National Post (National Edition)

World stocks suffer worst first half since 2010

- marc Jones

LONDON • If last year’s financial markets boom was down to a “Goldilocks” global economy, 2018 has so far been all about the bears, with the worst start to a year for world stocks since 2010.

A grisly mix of U.S.-China trade tensions, central banks turning off the money taps and cooling growth in hotspots including Europe has wiped a trillion dollars off MSCI’s 47-country world index.

A pumped-up dollar, which has had its best first half in three years, and a 16 per cent leap in oil prices have played a big role too clobbering emerging markets particular­ly hard.
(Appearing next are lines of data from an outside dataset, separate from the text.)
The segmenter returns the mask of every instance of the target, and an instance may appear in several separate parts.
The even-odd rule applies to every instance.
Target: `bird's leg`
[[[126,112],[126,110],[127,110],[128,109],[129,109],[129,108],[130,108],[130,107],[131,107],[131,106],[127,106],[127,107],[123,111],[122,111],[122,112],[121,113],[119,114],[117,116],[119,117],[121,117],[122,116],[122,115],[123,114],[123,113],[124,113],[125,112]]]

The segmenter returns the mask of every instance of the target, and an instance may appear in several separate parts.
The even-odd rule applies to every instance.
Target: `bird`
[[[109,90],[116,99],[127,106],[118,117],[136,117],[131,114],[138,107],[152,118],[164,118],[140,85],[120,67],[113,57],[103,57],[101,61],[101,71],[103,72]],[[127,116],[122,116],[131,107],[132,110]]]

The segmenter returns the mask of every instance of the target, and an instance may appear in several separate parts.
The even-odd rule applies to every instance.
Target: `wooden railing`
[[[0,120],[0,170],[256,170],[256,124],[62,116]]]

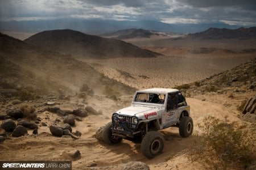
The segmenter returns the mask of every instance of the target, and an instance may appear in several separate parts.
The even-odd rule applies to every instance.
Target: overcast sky
[[[256,26],[256,0],[0,0],[0,21],[98,18]]]

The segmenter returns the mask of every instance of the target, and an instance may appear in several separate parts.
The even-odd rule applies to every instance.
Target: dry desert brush
[[[211,169],[240,169],[255,160],[255,126],[241,128],[207,117],[199,127],[186,152],[189,160]]]
[[[35,112],[35,109],[33,106],[24,105],[20,107],[20,111],[24,117],[29,119],[35,120],[37,117],[37,114]]]

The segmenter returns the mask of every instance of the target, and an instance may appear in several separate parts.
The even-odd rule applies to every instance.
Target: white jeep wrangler
[[[171,88],[150,88],[136,92],[131,105],[112,115],[103,129],[105,143],[122,139],[141,142],[141,151],[148,158],[162,152],[164,138],[158,130],[177,127],[182,137],[190,136],[193,121],[190,107],[181,92]]]

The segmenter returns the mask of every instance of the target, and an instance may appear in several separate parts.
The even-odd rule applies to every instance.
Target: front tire
[[[105,143],[113,144],[119,143],[122,141],[122,138],[115,138],[112,135],[111,128],[112,128],[112,122],[108,123],[102,130],[102,139]]]
[[[164,147],[164,138],[159,132],[148,131],[142,139],[141,150],[147,158],[151,159],[160,154]]]
[[[179,132],[180,135],[183,138],[187,138],[193,132],[193,124],[191,117],[188,116],[183,117],[180,123]]]

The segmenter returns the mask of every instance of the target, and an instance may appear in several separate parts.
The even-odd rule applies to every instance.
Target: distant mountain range
[[[117,21],[100,19],[0,22],[0,31],[9,30],[39,32],[46,30],[71,29],[92,35],[101,35],[134,28],[159,32],[189,33],[203,31],[210,27],[236,29],[241,26],[230,26],[221,22],[211,24],[168,24],[152,20]]]
[[[227,28],[210,28],[195,33],[190,33],[188,37],[197,39],[256,39],[256,27],[240,28],[231,29]]]
[[[38,33],[24,42],[80,58],[155,57],[161,54],[113,39],[85,34],[71,29]]]
[[[94,91],[110,87],[119,93],[134,91],[70,55],[44,50],[1,32],[0,77],[0,89],[27,90],[30,94],[73,94],[84,83]]]
[[[100,36],[122,40],[137,37],[150,38],[152,36],[162,36],[173,37],[180,36],[181,35],[174,33],[146,30],[143,29],[131,28],[119,30],[113,33],[103,34]]]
Argentina’s peso and Turkey’s lira have been shredded 30 and 17 per cent, respective­ly, Chinese stocks have entered bear market territory and EM equities have slumped 10 per cent, or 17 per cent excluding a brief January surge.

“People just woke up to the fact that something has changed,” said London & Capital’s chief investment officer Pau Morilla-Giner.
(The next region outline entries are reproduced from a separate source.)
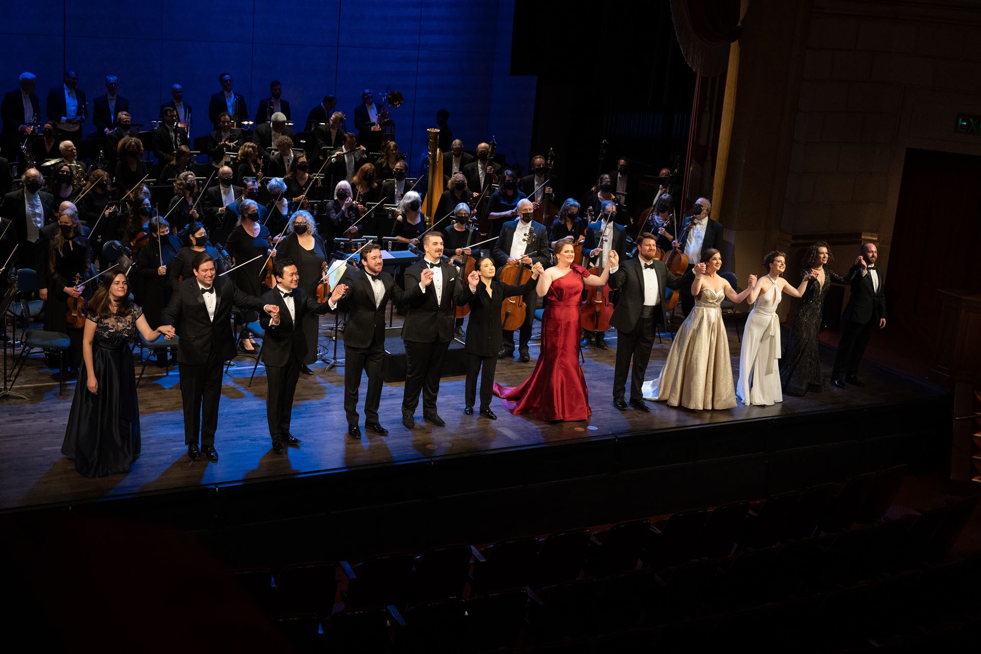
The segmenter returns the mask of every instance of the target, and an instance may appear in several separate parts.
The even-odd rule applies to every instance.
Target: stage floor
[[[327,327],[324,320],[322,327]],[[332,321],[333,324],[333,321]],[[536,326],[536,332],[537,332]],[[738,375],[739,343],[728,329],[734,376]],[[321,337],[322,344],[330,341]],[[312,377],[301,376],[293,408],[292,432],[303,440],[299,448],[284,455],[271,450],[266,424],[266,377],[260,365],[249,386],[253,360],[239,356],[224,378],[223,398],[215,447],[218,463],[190,461],[183,444],[181,390],[177,370],[165,376],[163,369],[147,366],[139,387],[142,452],[128,475],[89,479],[75,472],[74,463],[61,454],[65,425],[75,392],[75,381],[58,394],[53,371],[42,368],[39,355],[26,366],[15,390],[27,400],[0,400],[0,510],[83,500],[129,496],[200,485],[250,482],[257,479],[338,472],[364,466],[387,466],[439,457],[458,457],[504,448],[540,447],[598,436],[637,434],[699,425],[753,421],[788,415],[817,414],[864,406],[899,403],[938,396],[944,391],[925,382],[867,366],[861,377],[865,389],[840,390],[829,386],[823,393],[787,397],[771,407],[744,407],[725,411],[695,412],[648,403],[651,413],[631,409],[618,411],[612,405],[611,386],[616,333],[607,334],[608,350],[584,350],[583,371],[590,386],[593,416],[583,423],[542,423],[507,413],[494,398],[496,422],[463,414],[462,377],[443,378],[439,390],[439,415],[443,428],[431,427],[416,414],[416,428],[401,424],[402,384],[386,384],[383,391],[382,424],[390,433],[364,433],[360,440],[346,435],[342,410],[343,371],[327,369],[318,362]],[[647,378],[660,371],[670,347],[670,336],[655,342]],[[343,349],[338,348],[342,356]],[[513,385],[522,381],[535,366],[537,342],[532,343],[532,362],[501,361],[497,380]],[[833,351],[822,347],[825,371],[831,367]],[[137,367],[138,372],[138,367]],[[364,385],[360,406],[364,402]],[[364,416],[361,417],[362,429]]]

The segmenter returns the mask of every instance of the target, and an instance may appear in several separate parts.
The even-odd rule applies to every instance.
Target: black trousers
[[[285,366],[266,366],[269,391],[266,394],[266,419],[273,442],[289,433],[289,420],[293,413],[293,394],[300,378],[300,360],[292,352]]]
[[[408,343],[406,351],[408,350]],[[347,424],[358,424],[358,388],[362,371],[368,373],[368,393],[365,395],[365,422],[378,423],[378,406],[382,402],[382,369],[385,365],[385,343],[372,340],[368,347],[344,345],[344,413]],[[406,380],[406,384],[408,380]],[[418,389],[416,393],[418,394]]]
[[[518,329],[502,329],[501,334],[501,347],[505,350],[514,351],[514,332],[518,331],[518,341],[519,347],[521,349],[526,349],[528,347],[528,341],[532,339],[532,326],[535,325],[535,309],[538,306],[536,298],[538,293],[535,289],[532,289],[525,295],[525,322],[521,324],[521,327]]]
[[[481,374],[482,370],[483,374]],[[479,354],[467,352],[466,406],[474,406],[474,401],[477,399],[477,377],[480,375],[481,410],[490,408],[490,398],[493,397],[493,374],[496,370],[496,356],[482,357]]]
[[[446,357],[449,342],[416,343],[405,341],[405,394],[402,411],[415,411],[419,406],[419,390],[423,391],[423,411],[436,411],[436,398],[439,394],[439,373]]]
[[[623,397],[627,390],[627,371],[630,362],[634,362],[634,370],[630,376],[630,399],[642,401],[644,393],[644,376],[647,372],[650,361],[650,348],[654,346],[656,312],[660,307],[654,307],[649,316],[642,316],[637,321],[637,327],[630,333],[617,329],[616,336],[616,368],[613,369],[613,397]]]
[[[198,444],[198,430],[201,445],[215,444],[218,429],[218,401],[222,398],[222,369],[225,362],[219,361],[214,352],[201,366],[181,364],[181,399],[184,409],[184,444]]]
[[[835,365],[831,369],[831,378],[841,379],[845,377],[858,375],[858,364],[865,355],[865,346],[872,336],[872,329],[879,324],[879,319],[873,318],[868,323],[852,323],[842,321],[842,340],[838,343],[835,354]]]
Still, it hasn’t been a doom-fest everywhere.

One Wall Street bellwether, the S&P 500, is clinging on in positive territory and while the trade jitters have sapped the Dow Jones Industrial, the Nasdaq has set records this month.

As a set, the FAANGs (Facebook, Amazon, Apple, Netflix and Google) are up almost 40 per cent despite having US$400 billion wiped off their combined value in March when it was revealed Facebook misused 50 million of its users’ data.
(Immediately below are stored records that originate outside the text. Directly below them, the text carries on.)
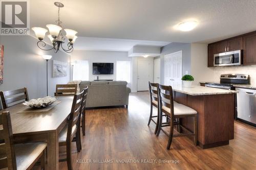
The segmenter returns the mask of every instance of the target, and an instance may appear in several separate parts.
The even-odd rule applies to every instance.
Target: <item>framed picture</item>
[[[4,80],[4,45],[0,45],[0,84]]]
[[[53,60],[52,77],[58,78],[67,76],[68,63]]]

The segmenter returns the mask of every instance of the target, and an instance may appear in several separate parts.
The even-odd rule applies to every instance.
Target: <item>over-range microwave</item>
[[[223,66],[241,65],[241,50],[215,54],[214,66]]]

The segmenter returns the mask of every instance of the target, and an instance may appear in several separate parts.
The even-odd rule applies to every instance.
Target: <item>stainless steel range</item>
[[[220,79],[220,83],[206,83],[205,86],[234,90],[236,85],[250,84],[249,77],[248,75],[221,75]]]
[[[256,89],[248,88],[249,75],[221,75],[220,83],[206,83],[205,86],[239,91],[236,98],[236,119],[256,126]]]

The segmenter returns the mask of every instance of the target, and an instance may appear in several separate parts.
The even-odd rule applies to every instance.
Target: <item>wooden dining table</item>
[[[27,106],[18,104],[3,111],[9,111],[15,143],[47,143],[47,169],[58,169],[58,134],[67,123],[74,96],[56,97],[61,102],[47,112],[17,113]]]

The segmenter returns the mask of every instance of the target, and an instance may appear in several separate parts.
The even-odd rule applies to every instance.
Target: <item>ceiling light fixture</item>
[[[197,22],[195,20],[185,21],[179,23],[178,28],[182,31],[189,31],[197,27]]]
[[[37,42],[37,46],[40,49],[45,51],[50,51],[53,49],[55,53],[57,53],[61,46],[61,48],[65,52],[67,53],[71,53],[74,49],[74,43],[77,38],[77,36],[76,36],[77,32],[71,29],[62,29],[61,26],[62,22],[60,21],[59,11],[60,8],[64,7],[64,5],[60,3],[55,2],[54,5],[58,7],[58,20],[55,21],[57,23],[57,25],[53,24],[48,24],[46,25],[46,27],[48,29],[50,33],[50,34],[47,36],[49,38],[51,42],[52,42],[53,47],[50,49],[43,48],[43,47],[46,45],[46,43],[43,40],[44,38],[45,38],[46,33],[48,30],[42,28],[33,27],[32,28],[32,30],[34,31],[36,37],[39,40],[39,41]],[[63,34],[64,32],[66,32],[66,37],[67,37],[69,40],[69,42],[67,44],[68,49],[64,48],[62,46],[62,43],[65,43],[65,40],[66,39]]]

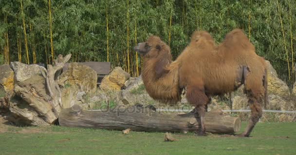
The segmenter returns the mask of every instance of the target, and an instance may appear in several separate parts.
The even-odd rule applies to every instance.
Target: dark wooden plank
[[[89,62],[78,63],[91,67],[99,75],[108,75],[110,73],[110,67],[111,65],[110,62]],[[66,63],[63,68],[63,72],[65,72],[68,70],[68,66],[69,63]]]

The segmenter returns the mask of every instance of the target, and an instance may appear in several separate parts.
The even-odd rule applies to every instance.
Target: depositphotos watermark
[[[157,108],[156,107],[157,107]],[[172,110],[175,109],[178,109],[178,111]],[[190,108],[189,107],[174,104],[164,105],[163,104],[159,104],[159,106],[157,106],[156,105],[146,106],[138,104],[132,106],[121,104],[113,108],[107,108],[99,110],[88,110],[88,111],[100,111],[101,112],[105,113],[116,113],[117,116],[129,114],[147,114],[148,116],[151,116],[152,113],[167,113],[171,111],[188,113],[190,111],[193,112],[195,109],[194,108],[190,109]]]

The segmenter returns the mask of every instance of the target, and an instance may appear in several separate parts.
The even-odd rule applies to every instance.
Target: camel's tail
[[[264,69],[264,81],[263,81],[263,86],[264,87],[264,103],[263,105],[263,107],[264,108],[266,108],[266,105],[268,104],[268,93],[267,90],[267,86],[268,86],[268,79],[267,78],[267,67],[265,67]]]

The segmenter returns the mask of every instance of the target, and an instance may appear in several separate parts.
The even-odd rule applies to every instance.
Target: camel
[[[210,97],[244,84],[251,114],[244,132],[237,135],[249,136],[262,116],[263,100],[267,102],[267,67],[241,30],[229,32],[218,45],[207,31],[196,31],[174,61],[170,48],[158,36],[150,36],[134,49],[143,58],[142,78],[152,98],[177,103],[186,89],[187,101],[195,106],[192,112],[199,123],[198,135],[205,135],[204,118]]]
Netflix has more than doubled in price this year, Amazon is up 45 per cent and Facebook is fully recovered and up over 11 per cent. Also, for all the pressure heaped on China in recent months, its tech giant Alibaba is up 11 per cent.

Among the major currencies, the dollar is up almost three per cent against the euro and nearly two per cent versus the safe-haven yen.

For emerging markets that rise has been a wrecking ball. On top of the ailing lira and peso, Brazil’s real is down 14 per cent, India’s rupee seven per cent, South Africa’s rand 10 per cent and — despite the oil rally — Russia’s ruble nine per cent.

Having been the stars of 2017, MSCI’s EM equities index is down eight per cent and local currency and dollar-denominate­d EM bonds have fallen six per cent and five per cent respective­ly.

What has caused the most concern, though, has been China. Stocks there entered a bear market this week having dropped 20 per cent from their January peaks, while the yuan has just had its worst month on record.

With China the biggest consumer of industrial commoditie­s, its misfiring economy has also contribute­d to the respective nine and 15 per cent declines in the price of copper and zinc, used in things like pipes and steel.

“What tends to move markets the most tends to be issues with China,” said Sharmin Mossavar-Rahmani, chief investment officer for private wealth management at Goldman Sachs.